Andouille Jalapeño Poppers


Makes about 40 poppers


1 tablespoon canola oil
¼ cup minced onions
¼ cup minced red bell pepper
2 teaspoons minced garlic
2 teaspoons Chef Paul Prudhomme’s Fajita Magic®
8 ounces softened cream cheese
4 ounces shredded cheddar cheese
7 large jalapeños
¼ pound Chef Paul Prudhomme’s Andouille Sausage (Hot or Regular)
1 pound sliced bacon
3 tablespoons cane syrup

How To Prepare

Preheat oven to 425°F. Heat the oil over medium heat in a pan, when it starts to shimmer, add the onions, bell peppers, and garlic. Sauté until onions are translucent and starting to brown. Remove from heat and let cool for a few minutes, then add to a bowl with Fajita Magic®, cream cheese, and cheddar cheese. Mix well and set aside.
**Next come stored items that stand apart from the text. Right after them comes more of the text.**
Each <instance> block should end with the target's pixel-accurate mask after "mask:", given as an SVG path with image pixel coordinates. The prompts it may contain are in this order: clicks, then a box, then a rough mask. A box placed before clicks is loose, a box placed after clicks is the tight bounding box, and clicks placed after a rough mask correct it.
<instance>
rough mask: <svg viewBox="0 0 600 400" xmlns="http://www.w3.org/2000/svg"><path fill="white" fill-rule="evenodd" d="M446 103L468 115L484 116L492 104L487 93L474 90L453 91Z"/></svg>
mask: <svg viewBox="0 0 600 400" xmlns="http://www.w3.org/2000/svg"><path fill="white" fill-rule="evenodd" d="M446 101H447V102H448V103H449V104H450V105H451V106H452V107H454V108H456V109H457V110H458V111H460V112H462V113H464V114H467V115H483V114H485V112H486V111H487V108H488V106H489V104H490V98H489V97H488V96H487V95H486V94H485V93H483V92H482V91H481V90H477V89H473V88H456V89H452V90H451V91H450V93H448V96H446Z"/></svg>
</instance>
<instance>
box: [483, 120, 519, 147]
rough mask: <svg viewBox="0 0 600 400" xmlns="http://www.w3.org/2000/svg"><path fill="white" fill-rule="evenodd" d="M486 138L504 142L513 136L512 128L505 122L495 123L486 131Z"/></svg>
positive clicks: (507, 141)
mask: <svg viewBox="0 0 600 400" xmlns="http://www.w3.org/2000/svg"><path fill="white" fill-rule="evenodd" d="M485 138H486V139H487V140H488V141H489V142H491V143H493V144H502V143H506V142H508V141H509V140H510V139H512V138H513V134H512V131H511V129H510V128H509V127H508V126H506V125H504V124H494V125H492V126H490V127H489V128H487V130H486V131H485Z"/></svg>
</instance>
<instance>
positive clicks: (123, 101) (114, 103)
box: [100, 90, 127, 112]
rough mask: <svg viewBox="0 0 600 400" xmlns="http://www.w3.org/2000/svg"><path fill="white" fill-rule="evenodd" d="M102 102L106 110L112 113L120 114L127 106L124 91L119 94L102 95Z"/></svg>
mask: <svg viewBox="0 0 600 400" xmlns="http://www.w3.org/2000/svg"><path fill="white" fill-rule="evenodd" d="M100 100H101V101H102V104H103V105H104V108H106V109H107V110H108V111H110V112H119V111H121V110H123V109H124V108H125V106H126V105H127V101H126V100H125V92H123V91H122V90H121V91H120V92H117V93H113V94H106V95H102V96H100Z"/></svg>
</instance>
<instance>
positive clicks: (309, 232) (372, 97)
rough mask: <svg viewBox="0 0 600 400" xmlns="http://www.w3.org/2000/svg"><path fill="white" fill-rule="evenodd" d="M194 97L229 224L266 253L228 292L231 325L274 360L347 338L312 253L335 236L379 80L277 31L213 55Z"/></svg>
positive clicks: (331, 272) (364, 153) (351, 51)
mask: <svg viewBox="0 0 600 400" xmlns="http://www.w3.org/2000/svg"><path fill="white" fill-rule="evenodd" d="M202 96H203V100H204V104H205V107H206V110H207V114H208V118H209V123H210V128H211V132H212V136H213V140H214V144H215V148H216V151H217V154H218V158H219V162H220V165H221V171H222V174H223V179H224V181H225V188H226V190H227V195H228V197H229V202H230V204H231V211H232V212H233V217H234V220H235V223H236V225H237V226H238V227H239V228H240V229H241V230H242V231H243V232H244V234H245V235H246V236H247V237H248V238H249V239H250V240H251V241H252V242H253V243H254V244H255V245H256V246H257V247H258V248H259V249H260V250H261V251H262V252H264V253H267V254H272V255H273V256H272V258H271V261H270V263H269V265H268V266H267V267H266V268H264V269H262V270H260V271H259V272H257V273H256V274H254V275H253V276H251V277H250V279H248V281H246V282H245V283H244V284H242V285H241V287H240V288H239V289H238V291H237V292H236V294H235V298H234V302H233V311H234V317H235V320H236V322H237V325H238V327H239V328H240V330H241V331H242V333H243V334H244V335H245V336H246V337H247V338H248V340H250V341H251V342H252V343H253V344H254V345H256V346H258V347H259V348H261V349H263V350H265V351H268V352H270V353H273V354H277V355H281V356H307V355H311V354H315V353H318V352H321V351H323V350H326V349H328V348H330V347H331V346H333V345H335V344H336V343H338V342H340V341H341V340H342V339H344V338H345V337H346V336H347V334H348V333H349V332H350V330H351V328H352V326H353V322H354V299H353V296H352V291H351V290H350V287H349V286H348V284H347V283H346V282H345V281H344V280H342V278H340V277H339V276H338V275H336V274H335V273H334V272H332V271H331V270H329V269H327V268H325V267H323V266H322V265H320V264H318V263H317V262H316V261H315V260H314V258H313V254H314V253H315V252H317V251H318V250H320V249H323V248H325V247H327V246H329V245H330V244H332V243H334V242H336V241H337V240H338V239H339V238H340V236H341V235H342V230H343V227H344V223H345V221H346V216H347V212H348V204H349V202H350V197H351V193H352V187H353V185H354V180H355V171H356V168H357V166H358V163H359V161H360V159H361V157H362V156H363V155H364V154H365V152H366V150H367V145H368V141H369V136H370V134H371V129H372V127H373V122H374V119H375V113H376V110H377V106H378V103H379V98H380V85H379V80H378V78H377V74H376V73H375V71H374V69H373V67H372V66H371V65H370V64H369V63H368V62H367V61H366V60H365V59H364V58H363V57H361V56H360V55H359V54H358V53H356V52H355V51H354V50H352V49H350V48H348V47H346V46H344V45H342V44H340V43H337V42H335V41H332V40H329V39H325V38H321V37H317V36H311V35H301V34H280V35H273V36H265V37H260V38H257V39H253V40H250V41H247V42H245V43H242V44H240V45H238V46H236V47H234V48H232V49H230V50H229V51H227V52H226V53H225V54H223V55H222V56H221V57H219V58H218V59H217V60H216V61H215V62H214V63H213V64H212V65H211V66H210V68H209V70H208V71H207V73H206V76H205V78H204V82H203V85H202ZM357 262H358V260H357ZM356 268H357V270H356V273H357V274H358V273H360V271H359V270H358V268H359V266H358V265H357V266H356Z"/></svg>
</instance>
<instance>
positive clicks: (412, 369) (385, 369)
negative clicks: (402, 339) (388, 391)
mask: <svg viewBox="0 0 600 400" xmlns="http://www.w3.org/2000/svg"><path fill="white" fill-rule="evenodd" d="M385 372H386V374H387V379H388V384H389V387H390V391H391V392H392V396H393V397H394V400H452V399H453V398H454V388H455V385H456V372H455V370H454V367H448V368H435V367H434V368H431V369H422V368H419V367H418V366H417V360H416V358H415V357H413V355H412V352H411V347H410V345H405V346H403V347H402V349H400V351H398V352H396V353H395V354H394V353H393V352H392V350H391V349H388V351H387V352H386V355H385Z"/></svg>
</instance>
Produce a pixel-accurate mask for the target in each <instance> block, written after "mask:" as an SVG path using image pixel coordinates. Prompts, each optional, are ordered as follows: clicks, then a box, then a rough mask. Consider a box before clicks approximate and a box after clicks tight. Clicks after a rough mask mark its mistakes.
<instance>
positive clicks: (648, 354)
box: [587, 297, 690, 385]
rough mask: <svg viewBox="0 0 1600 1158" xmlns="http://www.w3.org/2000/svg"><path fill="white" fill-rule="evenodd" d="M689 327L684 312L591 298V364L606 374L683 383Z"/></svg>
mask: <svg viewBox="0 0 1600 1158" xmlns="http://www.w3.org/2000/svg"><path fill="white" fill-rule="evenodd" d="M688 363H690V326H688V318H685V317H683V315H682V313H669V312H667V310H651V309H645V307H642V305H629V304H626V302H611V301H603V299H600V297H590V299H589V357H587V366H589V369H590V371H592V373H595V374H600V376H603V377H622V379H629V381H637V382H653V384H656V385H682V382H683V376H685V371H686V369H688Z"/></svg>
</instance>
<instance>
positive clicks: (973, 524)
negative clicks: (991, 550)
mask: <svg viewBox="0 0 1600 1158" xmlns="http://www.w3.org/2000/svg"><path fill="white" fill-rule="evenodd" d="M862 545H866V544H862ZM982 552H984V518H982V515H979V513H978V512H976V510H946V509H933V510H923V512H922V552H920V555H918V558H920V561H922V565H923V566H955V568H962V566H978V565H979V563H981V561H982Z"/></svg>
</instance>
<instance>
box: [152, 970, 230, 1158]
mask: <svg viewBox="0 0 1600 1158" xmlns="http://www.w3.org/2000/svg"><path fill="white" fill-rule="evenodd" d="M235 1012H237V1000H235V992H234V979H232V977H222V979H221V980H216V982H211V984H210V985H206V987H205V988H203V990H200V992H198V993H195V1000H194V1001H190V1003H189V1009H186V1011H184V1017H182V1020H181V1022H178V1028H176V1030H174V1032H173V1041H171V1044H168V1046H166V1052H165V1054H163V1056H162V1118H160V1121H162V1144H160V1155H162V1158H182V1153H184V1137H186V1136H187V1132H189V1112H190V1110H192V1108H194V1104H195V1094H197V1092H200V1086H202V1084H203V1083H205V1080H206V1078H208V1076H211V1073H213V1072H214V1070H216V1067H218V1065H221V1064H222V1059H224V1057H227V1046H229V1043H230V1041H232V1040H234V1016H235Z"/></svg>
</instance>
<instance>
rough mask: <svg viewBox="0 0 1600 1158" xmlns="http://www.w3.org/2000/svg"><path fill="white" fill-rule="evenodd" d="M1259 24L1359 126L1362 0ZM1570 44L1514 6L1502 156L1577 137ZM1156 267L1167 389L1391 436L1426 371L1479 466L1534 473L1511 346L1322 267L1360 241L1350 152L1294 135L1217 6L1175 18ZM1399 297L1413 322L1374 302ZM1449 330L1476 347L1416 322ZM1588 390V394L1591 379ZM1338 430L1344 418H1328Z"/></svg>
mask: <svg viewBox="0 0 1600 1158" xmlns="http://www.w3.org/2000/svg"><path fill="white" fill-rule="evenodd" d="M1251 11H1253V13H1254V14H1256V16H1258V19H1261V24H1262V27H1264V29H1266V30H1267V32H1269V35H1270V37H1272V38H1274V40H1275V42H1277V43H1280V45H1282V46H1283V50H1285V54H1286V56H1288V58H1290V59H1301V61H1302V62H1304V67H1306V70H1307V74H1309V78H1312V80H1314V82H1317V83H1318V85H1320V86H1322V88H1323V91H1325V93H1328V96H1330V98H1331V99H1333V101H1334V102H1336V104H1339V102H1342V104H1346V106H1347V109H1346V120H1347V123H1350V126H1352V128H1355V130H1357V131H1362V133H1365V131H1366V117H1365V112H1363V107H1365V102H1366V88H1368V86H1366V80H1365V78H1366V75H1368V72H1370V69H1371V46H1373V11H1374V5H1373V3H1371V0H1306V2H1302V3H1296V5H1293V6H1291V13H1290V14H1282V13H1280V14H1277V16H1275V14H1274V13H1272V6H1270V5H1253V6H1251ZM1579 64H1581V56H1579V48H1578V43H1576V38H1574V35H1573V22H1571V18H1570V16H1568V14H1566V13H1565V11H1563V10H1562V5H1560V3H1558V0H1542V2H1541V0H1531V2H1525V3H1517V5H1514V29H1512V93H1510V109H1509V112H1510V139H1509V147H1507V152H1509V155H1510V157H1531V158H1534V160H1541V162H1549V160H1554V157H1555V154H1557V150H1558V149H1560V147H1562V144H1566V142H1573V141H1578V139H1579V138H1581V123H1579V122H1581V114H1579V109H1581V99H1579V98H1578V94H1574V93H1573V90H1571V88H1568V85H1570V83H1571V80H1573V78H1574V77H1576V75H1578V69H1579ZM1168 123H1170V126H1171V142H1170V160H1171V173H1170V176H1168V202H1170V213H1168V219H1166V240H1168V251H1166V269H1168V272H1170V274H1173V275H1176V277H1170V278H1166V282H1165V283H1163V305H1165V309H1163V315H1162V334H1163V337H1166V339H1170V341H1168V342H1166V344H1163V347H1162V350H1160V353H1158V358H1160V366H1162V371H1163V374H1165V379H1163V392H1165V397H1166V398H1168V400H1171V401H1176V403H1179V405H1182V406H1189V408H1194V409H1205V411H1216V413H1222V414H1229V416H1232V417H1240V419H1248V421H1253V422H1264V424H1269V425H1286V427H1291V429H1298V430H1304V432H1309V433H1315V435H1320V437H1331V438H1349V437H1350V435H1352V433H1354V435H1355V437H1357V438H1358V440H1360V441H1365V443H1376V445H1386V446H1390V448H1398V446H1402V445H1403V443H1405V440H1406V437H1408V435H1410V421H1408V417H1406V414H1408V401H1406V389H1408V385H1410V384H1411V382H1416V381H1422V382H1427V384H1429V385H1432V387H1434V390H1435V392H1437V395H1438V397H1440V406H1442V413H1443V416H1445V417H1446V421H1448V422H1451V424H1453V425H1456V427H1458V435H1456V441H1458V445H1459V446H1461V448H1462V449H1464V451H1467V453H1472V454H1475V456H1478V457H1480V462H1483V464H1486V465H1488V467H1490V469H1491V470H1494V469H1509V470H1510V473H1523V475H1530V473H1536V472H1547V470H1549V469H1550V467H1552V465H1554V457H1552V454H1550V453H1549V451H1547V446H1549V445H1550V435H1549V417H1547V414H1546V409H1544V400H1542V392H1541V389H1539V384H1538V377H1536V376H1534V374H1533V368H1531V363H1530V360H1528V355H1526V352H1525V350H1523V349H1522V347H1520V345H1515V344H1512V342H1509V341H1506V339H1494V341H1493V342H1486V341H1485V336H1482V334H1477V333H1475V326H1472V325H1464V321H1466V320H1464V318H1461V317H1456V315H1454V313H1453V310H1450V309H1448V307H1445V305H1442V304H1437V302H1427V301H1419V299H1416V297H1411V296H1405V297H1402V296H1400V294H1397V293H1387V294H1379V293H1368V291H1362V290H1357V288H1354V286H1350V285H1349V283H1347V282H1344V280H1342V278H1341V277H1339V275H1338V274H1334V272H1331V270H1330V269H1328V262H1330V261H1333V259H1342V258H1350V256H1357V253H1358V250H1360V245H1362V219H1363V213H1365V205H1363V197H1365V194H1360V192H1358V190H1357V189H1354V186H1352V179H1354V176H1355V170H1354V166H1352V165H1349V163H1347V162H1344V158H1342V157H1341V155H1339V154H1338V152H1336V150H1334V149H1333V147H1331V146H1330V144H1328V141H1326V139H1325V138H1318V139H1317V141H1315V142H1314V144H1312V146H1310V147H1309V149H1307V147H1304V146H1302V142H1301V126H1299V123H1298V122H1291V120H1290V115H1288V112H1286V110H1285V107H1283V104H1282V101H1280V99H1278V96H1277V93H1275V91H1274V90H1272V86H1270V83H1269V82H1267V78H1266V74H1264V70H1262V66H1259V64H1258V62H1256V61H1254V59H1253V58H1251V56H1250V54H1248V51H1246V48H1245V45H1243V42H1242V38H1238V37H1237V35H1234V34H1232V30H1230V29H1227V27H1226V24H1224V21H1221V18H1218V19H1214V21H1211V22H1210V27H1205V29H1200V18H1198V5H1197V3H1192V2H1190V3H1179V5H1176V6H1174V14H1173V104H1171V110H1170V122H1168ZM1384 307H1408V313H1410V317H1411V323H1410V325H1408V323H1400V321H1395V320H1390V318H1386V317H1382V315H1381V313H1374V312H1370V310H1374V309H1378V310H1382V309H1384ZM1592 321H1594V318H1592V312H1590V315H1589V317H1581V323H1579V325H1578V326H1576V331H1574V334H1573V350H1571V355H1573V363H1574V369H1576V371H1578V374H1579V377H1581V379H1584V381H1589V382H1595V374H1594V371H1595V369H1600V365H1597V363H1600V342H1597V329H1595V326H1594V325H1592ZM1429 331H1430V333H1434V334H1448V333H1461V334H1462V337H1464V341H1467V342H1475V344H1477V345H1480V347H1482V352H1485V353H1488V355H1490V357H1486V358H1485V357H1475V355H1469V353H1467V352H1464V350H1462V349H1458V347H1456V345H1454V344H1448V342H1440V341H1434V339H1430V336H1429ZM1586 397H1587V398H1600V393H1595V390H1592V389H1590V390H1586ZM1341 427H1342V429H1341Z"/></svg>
Remove stems from jalapeños, halve lengthways, and remove seeds. Then cut each half into 3 equal pieces. Slice the andouille into ½-inch by ½-inch pieces. Cut the bacon pieces in half. To build the poppers, spoon or pipe 1 teaspoon or so of the cream cheese mixture into each piece of jalapeño. Place 1 piece of andouille into the cheese, then wrap with 1 slice of cut bacon, making sure the cut sides of the jalapeño are wrapped. Place a toothpick through the popper to keep bacon in place. Repeat until all bacon is used up. (You may have extra cheese and andouille.) Place on a lined and greased baking sheet and cook in oven for 15 minutes. Remove from oven and drizzle each popper with cane syrup. Raise oven temperature to 475°F, then return the pan to the oven and cook for another 5 minutes. Remove from oven and serve hot.